Command Palette
Search for a command to run...
Beyond Semantic Similarity: Rethinking Retrieval for Agentic Search via Direct Corpus Interaction
Beyond Semantic Similarity: Rethinking Retrieval for Agentic Search via Direct Corpus Interaction
Abstract
Modern retrieval systems, whether lexical or semantic, expose a corpus through a fixed similarity interface that compresses access into a single top-k retrieval step before reasoning. This abstraction is efficient, but for agentic search, it becomes a bottleneck: exact lexical constraints, sparse clue conjunctions, local context checks, and multi-step hypothesis refinement are difficult to implement by calling a conventional off-the-shelf retriever, and evidence filtered out early cannot be recovered by stronger downstream reasoning. Agentic tasks further exacerbate this limitation because they require agents to orchestrate multiple steps, including discovering intermediate entities, combining weak clues, and revising the plan after observing partial evidence.
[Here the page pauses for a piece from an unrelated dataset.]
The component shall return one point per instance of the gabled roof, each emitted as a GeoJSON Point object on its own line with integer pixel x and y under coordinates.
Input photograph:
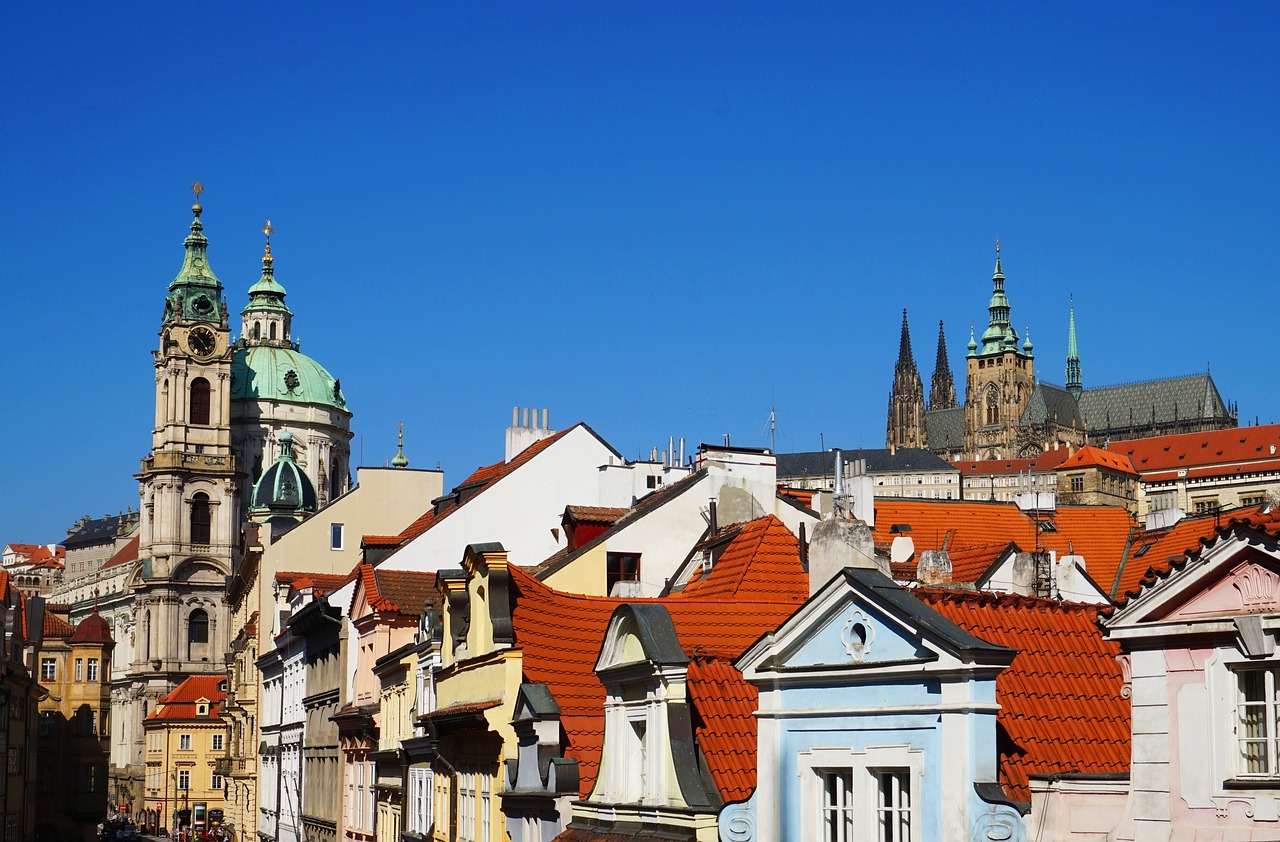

To tackle the limitation, we study direct corpus interaction (DCI), where an agent searches the raw corpus directly with general-purpose terminal tools (e.g., grep, file reads, shell commands, lightweight scripts), without any embedding model, vector index, or retrieval API. This approach requires no offline indexing and adapts naturally to evolving local corpora. Across IR benchmarks and end-to-end agentic search tasks, this simple setup substantially outperforms strong sparse, dense, and reranking baselines on several BRIGHT and BEIR datasets, and attains strong accuracy on BrowseComp-Plus and multi-hop QA without relying on any conventional semantic retriever. Our results indicate that as language agents become stronger, retrieval quality depends not only on reasoning ability but also on the resolution of the interface through which the model interacts with the corpus, with which DCI opens a broader interface-design space for agentic search.
One-sentence Summary
The authors propose Direct Corpus Interaction, an agentic search framework that replaces fixed similarity interfaces with direct terminal-based queries against raw corpora, utilizing general-purpose terminal tools instead of vector embeddings to enable iterative multi-step reasoning, recover early-filtered evidence, and adapt to evolving local datasets without requiring offline indexing.
Key Contributions
- This paper formalizes direct corpus interaction (DCI) as an alternative retrieval paradigm that replaces fixed top-k similarity interfaces with direct agent access to raw corpora using general-purpose terminal tools such as grep and shell commands.
- Eliminating offline indexing requirements enables fine-grained pattern matching and precise evidence localization, allowing agents to iteratively verify clues and adapt to evolving local datasets.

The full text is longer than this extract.